From violence to squalid conditions that endanger both inmates and corrections officers, Rikers Island has plenty of problems — but at least new arrivals to the correctional facility are being processed faster.
So said Mayor Bill de Blasio at his Tuesday briefing in touting that the Corrections Department is now spending an average of 5 1/2 hours intaking new inmates at Rikers. For weeks, inmate intake had been “a serious, serious concern,” the mayor noted, as a shortage of space and corrections officers had caused large backups in processing — with many inmates waiting up to a full day for completion.
But in recent weeks, amid turmoil in the correctional facility, the mayor ordered the reopening of two shuttered facilities on Rikers Island and shifted NYPD officers into courtrooms to send more corrections officers. The backlog was further reduced through state actions, including Governor Kathy Hochul signing the “Less is More Act,” a parole reform bill that immediately released nearly 200 eligible Rikers Island prisoners.
“Now the intake time is down to 5 1/2 hours, that is the average,” de Blasio said. “The longest wait yesterday was 10 hours.

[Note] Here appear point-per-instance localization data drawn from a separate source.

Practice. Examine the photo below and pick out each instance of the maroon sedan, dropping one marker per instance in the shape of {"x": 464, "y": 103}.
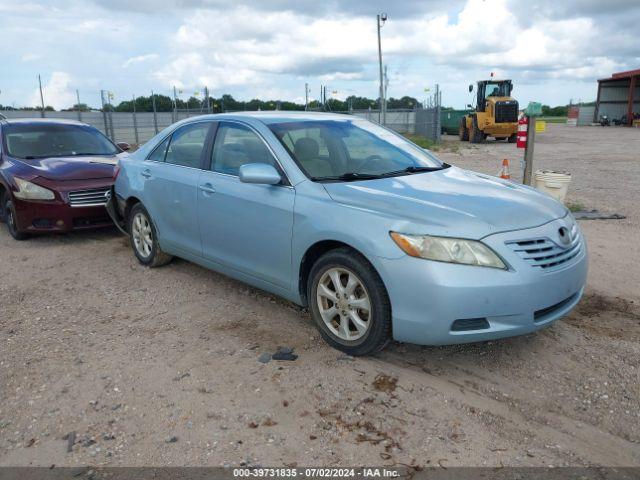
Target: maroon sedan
{"x": 54, "y": 176}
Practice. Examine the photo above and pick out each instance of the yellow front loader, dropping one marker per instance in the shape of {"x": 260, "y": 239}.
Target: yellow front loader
{"x": 495, "y": 115}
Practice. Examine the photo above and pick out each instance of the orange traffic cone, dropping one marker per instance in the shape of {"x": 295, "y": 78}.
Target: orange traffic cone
{"x": 504, "y": 173}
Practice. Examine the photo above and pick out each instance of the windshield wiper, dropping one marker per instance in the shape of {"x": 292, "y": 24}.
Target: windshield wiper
{"x": 348, "y": 177}
{"x": 416, "y": 169}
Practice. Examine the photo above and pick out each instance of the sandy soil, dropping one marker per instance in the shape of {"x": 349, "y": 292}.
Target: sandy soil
{"x": 160, "y": 367}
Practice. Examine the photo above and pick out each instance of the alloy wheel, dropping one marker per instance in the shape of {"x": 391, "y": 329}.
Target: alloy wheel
{"x": 344, "y": 303}
{"x": 142, "y": 235}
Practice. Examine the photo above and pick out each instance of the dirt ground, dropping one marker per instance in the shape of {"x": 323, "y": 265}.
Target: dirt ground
{"x": 160, "y": 367}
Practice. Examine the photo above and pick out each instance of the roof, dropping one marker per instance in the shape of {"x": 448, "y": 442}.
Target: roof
{"x": 278, "y": 116}
{"x": 54, "y": 121}
{"x": 621, "y": 75}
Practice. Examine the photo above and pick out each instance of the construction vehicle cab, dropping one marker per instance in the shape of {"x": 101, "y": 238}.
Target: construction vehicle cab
{"x": 495, "y": 115}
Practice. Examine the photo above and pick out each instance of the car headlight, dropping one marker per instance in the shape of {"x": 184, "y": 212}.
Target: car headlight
{"x": 31, "y": 191}
{"x": 445, "y": 249}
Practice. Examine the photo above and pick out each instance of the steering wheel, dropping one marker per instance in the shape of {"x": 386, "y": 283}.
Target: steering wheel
{"x": 370, "y": 158}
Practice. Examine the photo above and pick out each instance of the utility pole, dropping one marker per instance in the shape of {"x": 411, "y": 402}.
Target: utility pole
{"x": 386, "y": 87}
{"x": 41, "y": 97}
{"x": 78, "y": 105}
{"x": 104, "y": 114}
{"x": 175, "y": 105}
{"x": 381, "y": 18}
{"x": 206, "y": 94}
{"x": 532, "y": 111}
{"x": 135, "y": 122}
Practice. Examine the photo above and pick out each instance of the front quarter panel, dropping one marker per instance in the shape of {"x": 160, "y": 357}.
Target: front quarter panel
{"x": 319, "y": 218}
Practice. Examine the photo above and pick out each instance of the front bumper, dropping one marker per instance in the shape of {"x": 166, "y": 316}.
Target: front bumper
{"x": 431, "y": 301}
{"x": 59, "y": 215}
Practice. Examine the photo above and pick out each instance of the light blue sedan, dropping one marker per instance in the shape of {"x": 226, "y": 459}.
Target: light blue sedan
{"x": 376, "y": 236}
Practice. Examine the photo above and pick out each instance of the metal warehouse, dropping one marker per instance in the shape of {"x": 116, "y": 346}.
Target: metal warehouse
{"x": 619, "y": 97}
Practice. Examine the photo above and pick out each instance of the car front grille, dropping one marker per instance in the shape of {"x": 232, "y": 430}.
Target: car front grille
{"x": 506, "y": 111}
{"x": 88, "y": 198}
{"x": 546, "y": 254}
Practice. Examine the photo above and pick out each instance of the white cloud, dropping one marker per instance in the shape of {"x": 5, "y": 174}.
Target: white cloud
{"x": 57, "y": 92}
{"x": 139, "y": 59}
{"x": 30, "y": 57}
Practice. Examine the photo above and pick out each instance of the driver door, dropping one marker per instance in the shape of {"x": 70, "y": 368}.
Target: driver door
{"x": 244, "y": 226}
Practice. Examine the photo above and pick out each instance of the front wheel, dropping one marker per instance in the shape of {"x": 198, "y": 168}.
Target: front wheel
{"x": 144, "y": 238}
{"x": 349, "y": 303}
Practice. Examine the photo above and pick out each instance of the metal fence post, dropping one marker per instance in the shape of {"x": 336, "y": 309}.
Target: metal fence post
{"x": 113, "y": 133}
{"x": 78, "y": 105}
{"x": 155, "y": 113}
{"x": 104, "y": 114}
{"x": 528, "y": 152}
{"x": 135, "y": 122}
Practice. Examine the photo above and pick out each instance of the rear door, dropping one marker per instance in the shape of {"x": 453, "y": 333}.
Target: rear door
{"x": 171, "y": 186}
{"x": 245, "y": 226}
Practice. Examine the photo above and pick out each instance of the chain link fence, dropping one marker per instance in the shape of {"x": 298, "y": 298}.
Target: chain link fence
{"x": 137, "y": 128}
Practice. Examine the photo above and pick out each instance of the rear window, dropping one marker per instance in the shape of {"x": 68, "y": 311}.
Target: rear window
{"x": 29, "y": 141}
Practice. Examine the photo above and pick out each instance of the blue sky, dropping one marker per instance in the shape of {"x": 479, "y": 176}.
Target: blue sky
{"x": 554, "y": 51}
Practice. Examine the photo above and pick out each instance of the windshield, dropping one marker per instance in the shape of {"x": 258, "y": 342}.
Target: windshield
{"x": 498, "y": 89}
{"x": 358, "y": 149}
{"x": 51, "y": 140}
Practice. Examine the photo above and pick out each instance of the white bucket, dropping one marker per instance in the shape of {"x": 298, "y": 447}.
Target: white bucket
{"x": 552, "y": 183}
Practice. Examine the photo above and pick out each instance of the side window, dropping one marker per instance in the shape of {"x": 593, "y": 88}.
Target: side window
{"x": 187, "y": 144}
{"x": 235, "y": 146}
{"x": 158, "y": 153}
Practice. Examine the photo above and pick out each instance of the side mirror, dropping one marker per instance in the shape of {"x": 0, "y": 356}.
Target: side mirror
{"x": 262, "y": 173}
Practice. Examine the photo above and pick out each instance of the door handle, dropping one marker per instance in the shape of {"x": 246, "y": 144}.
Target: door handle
{"x": 207, "y": 188}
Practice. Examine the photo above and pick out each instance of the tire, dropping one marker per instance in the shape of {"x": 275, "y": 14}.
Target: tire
{"x": 144, "y": 238}
{"x": 9, "y": 213}
{"x": 373, "y": 330}
{"x": 463, "y": 131}
{"x": 476, "y": 135}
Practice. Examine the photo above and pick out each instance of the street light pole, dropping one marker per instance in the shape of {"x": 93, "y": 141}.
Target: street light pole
{"x": 381, "y": 18}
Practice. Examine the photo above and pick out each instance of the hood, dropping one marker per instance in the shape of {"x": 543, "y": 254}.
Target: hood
{"x": 451, "y": 202}
{"x": 73, "y": 168}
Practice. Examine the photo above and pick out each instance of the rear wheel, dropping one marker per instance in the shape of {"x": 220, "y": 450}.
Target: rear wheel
{"x": 144, "y": 238}
{"x": 349, "y": 303}
{"x": 476, "y": 135}
{"x": 9, "y": 213}
{"x": 463, "y": 131}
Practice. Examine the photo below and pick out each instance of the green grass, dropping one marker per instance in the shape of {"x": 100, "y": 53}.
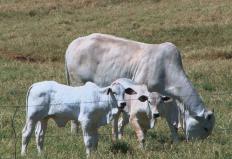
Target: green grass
{"x": 35, "y": 34}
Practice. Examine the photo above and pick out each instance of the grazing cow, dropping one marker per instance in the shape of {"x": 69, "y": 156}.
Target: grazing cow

Tremendous improvement, quickly, because they opened up new facilities, added personnel. The situation with the health care facilities improved, but we need to do more.”
The reduced inmate intake time came on a day that de Blasio visited Rikers Island for the first time in about five years. After touring the facility, he acknowledged that further improvements are needed to end the immediate crisis — but that the city needed to remain on schedule toward reducing Rikers’ population and eventually closing it on or about 2026.
“We’re going to fix the immediate problem, but the bigger problem remains,” de Blasio said Tuesday. “We need to close Rikers Island once and for all. We need to get to humane, modern jails so we can rehabilitate people. That plan must keep going and it must keep going on schedule. That’s the big picture we’ve got to stay focused on.”